The AFR labelled the little known Barnett a "premium property investor", crediting him for having "negotiated the purchase of the two apartments privately."
Russell Crowe denies Fairfax Media reports of Woolloomooloo Wharf apartment sale
Fairfax Media property columnists have amended articles that reported the Academy award-winning actor Russell Crowe had sold two of his four apartments in Woolloomooloo Wharf last Saturday.
The Australian Financial Review's Su-Lin Tan had the Sunday "exclusive" which was followed up Monday by Lucy Macken at Domain, Channel 7 and The West Australian.
The Sydney Daily Telegraph checked the initial report and did not publish on receiving a denial.
Macken's Monday afternoon rewrite wrote "in a bizarre twist, Russell Crowe’s media agent Grant Vandenberg denied any sale had occurred."
“It hasn’t sold and it wasn’t for sale,” Vandenberg told Domain which then duly noted as a footer that it had amended its initial $13 million sale report.

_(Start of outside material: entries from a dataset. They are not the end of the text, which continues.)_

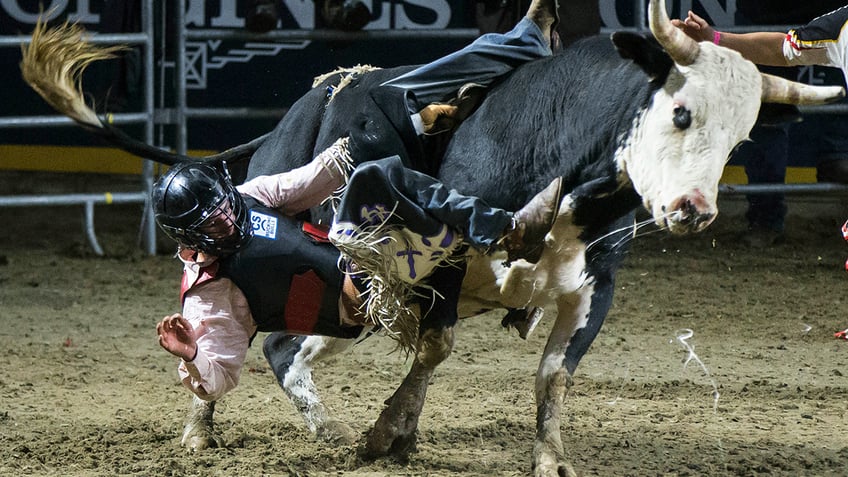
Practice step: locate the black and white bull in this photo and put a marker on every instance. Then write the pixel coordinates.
(655, 131)
(653, 128)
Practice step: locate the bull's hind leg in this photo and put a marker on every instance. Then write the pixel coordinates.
(292, 358)
(199, 432)
(395, 431)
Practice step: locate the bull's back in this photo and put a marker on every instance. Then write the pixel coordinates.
(558, 116)
(312, 123)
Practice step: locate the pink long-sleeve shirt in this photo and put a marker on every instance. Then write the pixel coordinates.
(217, 309)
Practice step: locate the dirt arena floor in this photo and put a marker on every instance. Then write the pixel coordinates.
(86, 391)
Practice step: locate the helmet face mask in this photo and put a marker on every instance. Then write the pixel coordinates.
(198, 206)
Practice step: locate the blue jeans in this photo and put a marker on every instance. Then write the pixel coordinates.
(483, 61)
(420, 202)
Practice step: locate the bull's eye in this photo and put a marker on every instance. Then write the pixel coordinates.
(682, 117)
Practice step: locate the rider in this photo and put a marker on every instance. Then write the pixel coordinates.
(250, 266)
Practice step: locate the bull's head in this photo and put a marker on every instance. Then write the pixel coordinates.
(707, 104)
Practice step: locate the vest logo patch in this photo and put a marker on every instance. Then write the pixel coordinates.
(263, 225)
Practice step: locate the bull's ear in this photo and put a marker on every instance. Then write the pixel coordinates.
(645, 52)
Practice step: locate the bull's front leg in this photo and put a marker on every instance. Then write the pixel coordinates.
(395, 431)
(199, 432)
(552, 382)
(292, 358)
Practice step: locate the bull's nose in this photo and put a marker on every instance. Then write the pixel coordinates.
(692, 211)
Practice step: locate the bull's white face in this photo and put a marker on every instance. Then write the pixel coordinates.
(678, 147)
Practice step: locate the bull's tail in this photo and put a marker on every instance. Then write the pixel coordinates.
(53, 64)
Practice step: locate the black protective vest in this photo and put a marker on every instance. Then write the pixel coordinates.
(292, 282)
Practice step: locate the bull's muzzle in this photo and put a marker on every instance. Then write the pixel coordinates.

Their URL however remained: "Russell Crowe sells half home on Sydney's finger wharf."
Last month a prestige Bellevue Hill article was also amended subsequent to publication.

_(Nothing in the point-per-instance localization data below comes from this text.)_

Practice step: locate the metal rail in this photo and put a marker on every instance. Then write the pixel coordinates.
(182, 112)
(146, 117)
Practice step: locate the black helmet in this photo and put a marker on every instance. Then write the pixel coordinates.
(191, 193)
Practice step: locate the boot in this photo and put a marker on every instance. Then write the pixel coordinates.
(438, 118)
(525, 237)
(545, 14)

The AFR kept its headline and URL, and without any acknowledgement, amended its article to instead suggest Crowe "is in discussions to sell two of his Finger Wharf apartments in Woolloomooloo to new Sydney entrant Sam Barnett, former Western Australia premier Colin Barnett's youngest son, for just under $13 million."
The article confusingly further advised "an offer and acceptance for the sale of the two smaller Finger Wharf properties of about 900 square metres had occurred, but settlement of the property has not."

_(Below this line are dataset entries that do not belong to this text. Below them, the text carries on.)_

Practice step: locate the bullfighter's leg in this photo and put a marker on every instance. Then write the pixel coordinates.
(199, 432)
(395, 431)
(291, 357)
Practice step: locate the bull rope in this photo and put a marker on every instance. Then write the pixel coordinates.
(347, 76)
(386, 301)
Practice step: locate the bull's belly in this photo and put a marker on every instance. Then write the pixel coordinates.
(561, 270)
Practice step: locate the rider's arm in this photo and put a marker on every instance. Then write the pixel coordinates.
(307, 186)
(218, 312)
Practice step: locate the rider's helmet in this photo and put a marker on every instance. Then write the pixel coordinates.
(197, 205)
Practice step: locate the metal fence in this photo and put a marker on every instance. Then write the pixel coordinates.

The original article was gushingly retweeted by fewer AFR colleagues than normal practice.
The near 1000-square-metre amalgamation of four lots was bought by Crowe in 2003 for a then-apartment record of $14.35 million. It was listed in 2016 with $30 million hopes, but pulled from the market last year despite offer around $25 million given Crowe's other property listings yielded high prices.